— Тогда я точно остаюсь, — заявил Руслан. — Даже если и зальет, переживем. А тащиться куда-то, где ещё и жить негде…
— А я бы уехала, — не согласилась Майка. — Но вот как с жильем?
— Говорят, терпящих бедствие селят обычно в кутьевской школе, в спортзале.
— Ужас какой… — выдохнула Наташа. — Надо посмотреть, будет ли вообще ветер. А то, как дураки, припремся в школу, рассядемся на матах и будем ждать у моря погоды.
С таким промежуточным вариантом согласились все.
— Заглянем на обратном пути к Стрельцовым? — предложила Мика Альке. — Может быть, Семён уже вернулся.
— Опять здоровенный крюк делать? — скривилась та. — Я ногу натерла. Смотри, какая водянка — вот-вот лопнет. Придется бинтовать.
Сашка идее топать лишние полкилометра тоже не обрадовался — ему опять ужасно хотелось есть. Зная Сашкину прожорливость, Мика только вздохнула. Если действительно начнется наводнение и закончатся продукты, он первым кинется варить ремни и подметки. И съест их все без остатка.
Она оглянулась в поисках Ромки, и тут только сообразила, что его вообще в монастыре не было.
Больше никого Мика уговаривать не стала, пошла одна, не замечая взгляда, которым проводил её Кайсаров.
Теперь становилось понятным, почему единственная улица Георгиевки пролегала вдоль склона — все, что располагалось ниже, во время наводнений заливалось. Дом Стрельцовых был последним, за ним кладбище и лес. Это по одну сторону низины. По другую гордо высились домики «Буратино». И между ними дамба. Дорога к базе отдыха тоже проходит по насыпи. А это значит, что если уровень воды в реке все-таки поднимется, они имеют все шансы оказаться на островке. Такая перспектива не радовала, оставалось надеяться, что тревога ложная, и все ограничится одними разговорами.
Вот и дом, он нисколько не изменился за эти несколько часов — только в окнах уже не горели лампы, Инна перед уходом их все старательно выключила. Мика на всякий случай несколько раз постучала в окно кухни, опознав его по веселеньким клетчатым занавескам. Но никто не отозвался — дом был пуст. Подумав, она решила обойти его понизу, заходить во двор, где недавно лежал пес с раздробленной головой, не хотелось.

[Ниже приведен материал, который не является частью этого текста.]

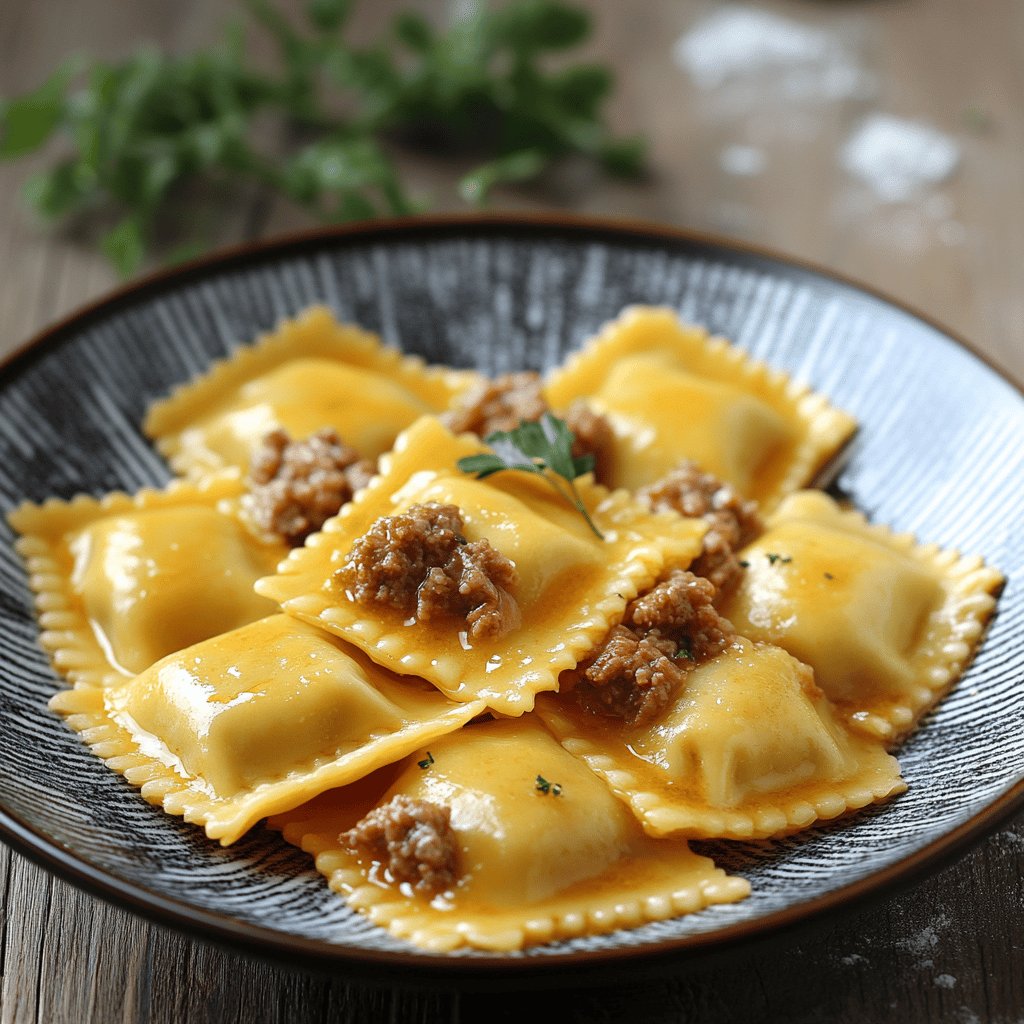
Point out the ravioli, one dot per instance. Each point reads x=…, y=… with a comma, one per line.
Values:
x=887, y=625
x=311, y=373
x=126, y=580
x=750, y=749
x=671, y=393
x=256, y=721
x=571, y=586
x=536, y=865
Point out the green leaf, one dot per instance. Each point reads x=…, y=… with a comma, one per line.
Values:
x=541, y=25
x=60, y=190
x=124, y=245
x=482, y=465
x=583, y=88
x=625, y=157
x=559, y=439
x=28, y=121
x=544, y=448
x=584, y=464
x=328, y=15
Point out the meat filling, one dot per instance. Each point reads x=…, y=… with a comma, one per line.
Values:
x=296, y=486
x=506, y=401
x=501, y=403
x=413, y=840
x=732, y=521
x=420, y=562
x=665, y=634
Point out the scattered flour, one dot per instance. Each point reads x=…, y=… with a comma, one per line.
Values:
x=742, y=161
x=926, y=940
x=803, y=61
x=898, y=159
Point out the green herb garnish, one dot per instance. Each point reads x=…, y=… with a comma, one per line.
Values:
x=140, y=132
x=544, y=448
x=545, y=786
x=685, y=650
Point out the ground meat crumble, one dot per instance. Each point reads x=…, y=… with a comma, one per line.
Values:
x=296, y=486
x=420, y=562
x=506, y=401
x=501, y=403
x=413, y=840
x=732, y=521
x=666, y=633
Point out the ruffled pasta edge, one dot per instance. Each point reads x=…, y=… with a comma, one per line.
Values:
x=171, y=787
x=66, y=633
x=827, y=430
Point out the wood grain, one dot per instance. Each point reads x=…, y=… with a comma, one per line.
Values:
x=951, y=948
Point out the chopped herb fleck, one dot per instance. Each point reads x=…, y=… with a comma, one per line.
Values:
x=543, y=785
x=544, y=448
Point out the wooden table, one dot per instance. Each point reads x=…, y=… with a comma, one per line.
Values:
x=758, y=158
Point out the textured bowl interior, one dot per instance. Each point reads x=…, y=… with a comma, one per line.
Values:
x=939, y=453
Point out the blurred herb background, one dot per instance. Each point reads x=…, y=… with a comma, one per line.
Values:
x=134, y=134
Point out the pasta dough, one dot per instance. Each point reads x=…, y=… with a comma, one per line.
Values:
x=311, y=373
x=886, y=624
x=571, y=585
x=671, y=393
x=122, y=582
x=749, y=749
x=256, y=721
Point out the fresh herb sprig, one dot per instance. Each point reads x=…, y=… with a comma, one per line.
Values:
x=143, y=129
x=546, y=787
x=544, y=448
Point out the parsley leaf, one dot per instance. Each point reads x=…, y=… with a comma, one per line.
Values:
x=543, y=446
x=543, y=785
x=140, y=132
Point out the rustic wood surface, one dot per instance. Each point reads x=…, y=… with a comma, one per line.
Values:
x=950, y=949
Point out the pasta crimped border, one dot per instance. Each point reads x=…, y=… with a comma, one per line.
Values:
x=660, y=818
x=826, y=429
x=167, y=783
x=66, y=633
x=662, y=545
x=314, y=332
x=565, y=918
x=954, y=628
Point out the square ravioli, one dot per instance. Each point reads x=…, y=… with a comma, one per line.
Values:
x=748, y=749
x=312, y=373
x=672, y=393
x=569, y=586
x=123, y=581
x=498, y=839
x=255, y=722
x=888, y=625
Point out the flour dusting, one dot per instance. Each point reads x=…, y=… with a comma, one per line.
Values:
x=898, y=159
x=803, y=61
x=742, y=161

А потом… Потом ноги сами понесли её к деревенскому погосту.
***
Не успел Игнат с тем старым монахом встретиться, и от немца они уйти не успели — вошли в Георгиевку танки. Проснулись однажды утром, а уже все — около колодца новая власть: гогочут, умываются белобрысые фашисты. Мать заметалась, а после велела Игнату в подпол с младшей сестрой Нюркой лезть — от греха. Стыдно взрослому парню среди кадок с огурцами да капустой отсиживаться, да права Наталья оказалась — всех молодых, кого не попрятали, в Германию угнали. А Игнат с Нюркой после на старую заимку перебрались, и там почти год куковали. Тут-то и пригодилась старая дедова берданка да капканы ржавые — иначе зиму не пережили бы.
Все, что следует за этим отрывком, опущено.